Look up at the windows: aren’t they elegant? Twelve matching, long, sash windows with fine glazing bars except for the top floor which has six smaller windows – probably the servants’ quarters. The ground and first floor window lintels are contrasting, cream bricks. The top floor windows have none. All windows have stone sills and are set back a few inches from the wall surface, in a ‘reveal’. (Compare this with many modern, plastic windows and frames that are almost invariably flush with the wall and give an entirely different ‘feel’ to a building. This is why such replacement windows, and especially of a modern but alien style, in an old building totally ruin its character.)
See how the centre window is set in a slight but wide, recess that leads the eye upwards and creates a feeling of height. Across the front and around the sides are two parallel ‘floor bands’ of contrasting stone which add interest and lead the eye sideways, emphasising the width of the building.
Look up to the roof, which is slate but hard to see. The wooden eaves project quite a way out over the walls underneath which is a cornice with muted but decorative ‘grouped modillions’, i.e. five groups of three ‘flat corbels’ across the front with groups of four at the corners. Look up further to the chimney stacks, one at each end with three chimney pots (and there may be others out of view). The pots are both round and square.

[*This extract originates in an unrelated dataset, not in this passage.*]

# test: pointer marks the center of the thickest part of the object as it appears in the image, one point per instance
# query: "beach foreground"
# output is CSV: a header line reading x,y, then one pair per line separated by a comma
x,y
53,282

The central feature is its front door and porch with two simple Doric columns, identifiable by the flattened ‘muffins’ atop the capitals (not the curly ‘sheep horns’ of Ionic columns like the Town Hall or the Corinthian acanthus leaves of the shop on the corner of Station Road). Four steps lead up to the central front door (not original) flanked by pilasters (flat pillars against a wall). The minimal decoration on the porch matches the modillions under the eaves.
The whole building is plain and perfectly symmetrical. It has a quietly confident, elegant and imposing simplicity.
Take a few steps down King Street and look up on the south-east wall. There is a small stone plaque: ‘T. Jones May 4th 1816’. There are many buildings around Sudbury with dates, builders’ or owners’ names or initials and often a house or terrace name. Just look up!
None of this needs a great knowledge of architecture or history – just an ability to look and remember then do the same with other buildings that take your fancy: comparing and contrasting with a building you already know. After a while you develop a ‘feel’ for the periods. No.2 King Street was built in the Regency period: Jane Austen – Pride and Prejudice full of elegant ladies in their simple, high-waisted, Empire-line dresses: No.2 King Street fits perfectly!
Finally, who was ‘T. Jones’? Well, that’s for another day!
A word of warning: do this often enough and long enough and you will become very fond, even possessive, of certain buildings!